Onde Borduas e seu grupo se afastam resolutamente do Surrealismo é a propósito dos meios para atingir esse objetivo, particularmente no domínio da expressão plástica. A análise da noção de automatismo leva a promover uma arte não figurativa, em poesia e nas artes plásticas. O Surrealismo europeu se situaria assim na categoria do “automatismo psíquico”, inicialmente no eixo sobre um conteúdo de representação. Como pintor, Borduas não aceita se limitar à figuração onírica dos Dalí e Magritte. Ele pretende obrar na própria matéria da pintura. Só posso retomar a análise de André G. Bourassa, especialista do automatismo: “É notável que a definição do automatismo quebequense volte-se primeiramente sobre a pintura, ao passo que a definição portara-se antes sobre a escritura”. (“Une nuit particulière”, 1980)
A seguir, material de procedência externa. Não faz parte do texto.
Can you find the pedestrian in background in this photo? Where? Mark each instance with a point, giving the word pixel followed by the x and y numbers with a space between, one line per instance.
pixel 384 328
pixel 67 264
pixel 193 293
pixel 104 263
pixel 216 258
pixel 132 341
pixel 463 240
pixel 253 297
Portanto, é possível considerar Refus global como um prolongamento norte-americano do Surrealismo. Entretanto, o atraso desse eco ultra-atlântico faz com que o deslocamento espaço-temporal tome dimensões críticas e proponha uma superação do Surrealismo francês. Seria preciso citar textualmente o fim desse texto de 1947: “Somos os filhos imprevisíveis, quase desconhecidos, aliás, do Surrealismo. Filhos ilegítimos talvez, cuja filiação se fez à distância, não voluntariamente de nossa parte, mas pela força das coisas.” É o tema da paternidade que opõe radicalmente os dois movimentos. Enquanto Breton (qualificado de “papa do Surrealismo”) sempre desejou manter sua alta autoridade, Borduas simbolicamente abandonou os seus ao se exilar em New York, e depois em Paris. O filho imprevisto e rebelde não se tornou um pai.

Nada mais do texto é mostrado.